Earlier today, Blizzard unveiled what's next for Hearthstone and there are some big things on the way. In addition to the next expansion, March of the Lich King, the long-running digital card game is about to add its 11th playable class: the Death Knight. It plays unlike anything in Hearthstone to this point and that's not a hyperbolic statement. Shacknews was recently invited to Blizzard Entertainment's Irvine campus to try out the Death Knight for the first time, witnessing a myriad of deck-building possibilities.
Upon building a Death Knight deck, the first thing to note is the new Rune system. This is a class-exclusive feature and allows players to tap into the Death Knight's power to build a specific type of deck. Here are the three Runes that players will find:
- Blood: Blood focuses on big minions and board control. Spells like Corpse Explosion and Blood Boil will work to keep the enemy side of the board cleared, while Vampiric Blood not only keeps your Death Knight alive, but increases its maximum health.
- Frost: Frost not only aims to freeze opponents, but uses the power of extreme cold to inflict damage. A spell like Frostwyrm's Fury will deal damage, freeze enemy minions, and put a 5/5 Frostwyrm on your board. Other spells like Horn of Winter and Glacial Advance can deal damage while also playing around with your available mana.
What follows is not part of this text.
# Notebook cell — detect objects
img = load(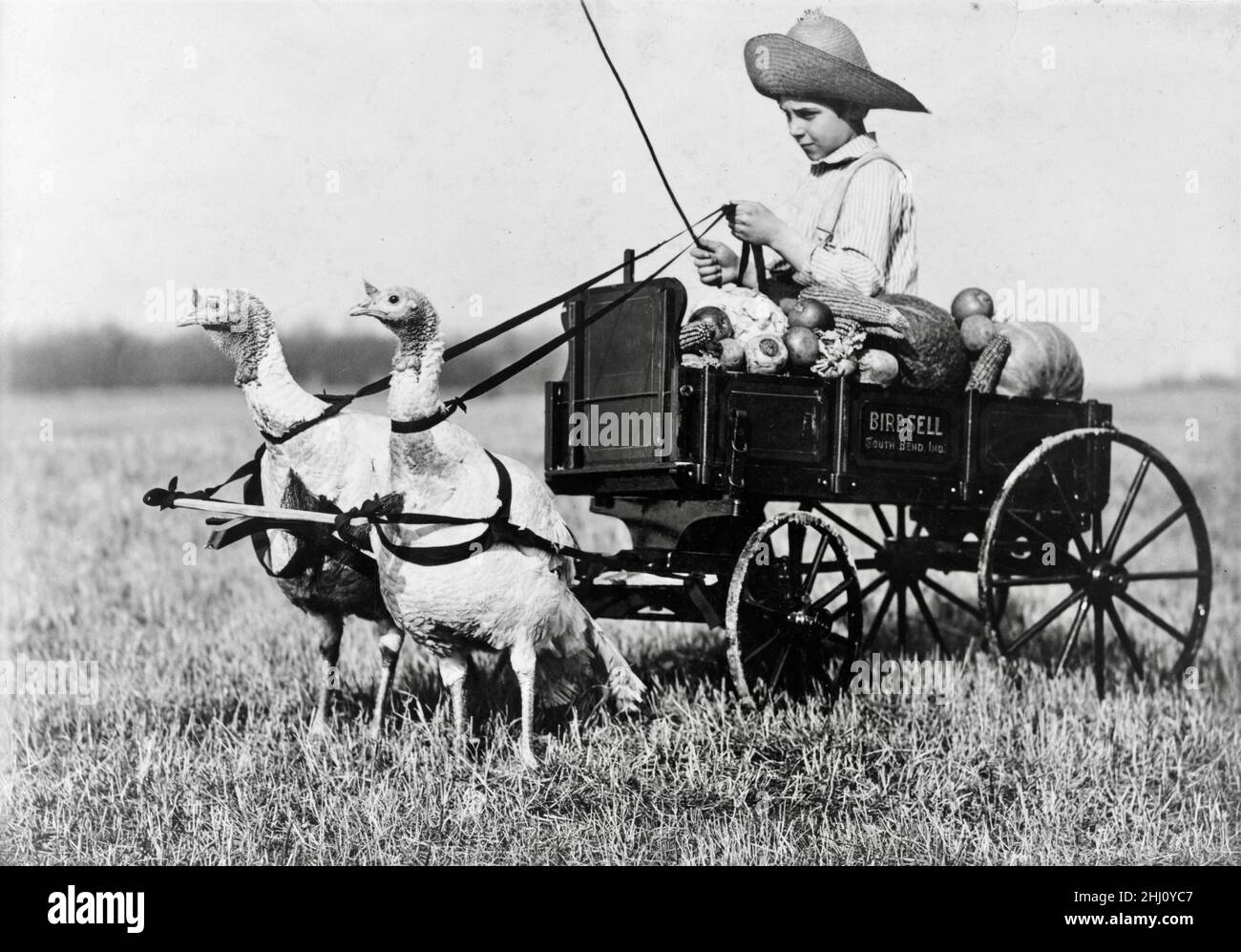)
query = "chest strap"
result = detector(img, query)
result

Draw these with Overseer Frigidara, because if she draws two Frost spells, she'll also deal 2 damage to all enemies.
- Unholy: Command the legions of the Undead through Unholy Runes, which utilize the new Corpse mechanic in various ways. Battlefield Necromancer, for example, will raise a Corpse as a 1/2 Risen Footman with Taunt, while the Army of the Dead spell can raise five Corpses as 2/2 Risen Ghouls with Rush. Meanwhile, the Legendary Lord Marrowgar stands at an intimidating 9/7 while also raising all of your Corpses as Risen Golems that only get higher stats with a bigger Corpse count.
The Corpse counter is a new mechanic, one that grows with the death of each friendly minion. It's one that will take getting used to, because as long as the counter grows, the Death Knight's class cards become stronger. For example, Corpse Explosion is a Shadow spell that detonates a Corpse to deal 1 damage to all minions. If any are still alive, the effect is repeated. It's the Death Knight version of Defile, in a way, but the key here is that in order to repeat its effect, the Death Knight player needs to have the Corpse count to support it. With this in mind, raising and trading minions is a critical element of playing with this class.
There are two helpful tools to help the Death Knight increase its Corpse count. One is the Ghoul Charge Hero Power, which summons a 1/1 Ghoul with Charge that dies at the end of the Death Knight's turn. The other is the returning Reborn keyword, which will now be primarily used for Death Knight cards. An early example is the 3-Cost Graveyard Shift, which will summon two 1/1 Zombies with Reborn, providing four potential Corpses for the counter.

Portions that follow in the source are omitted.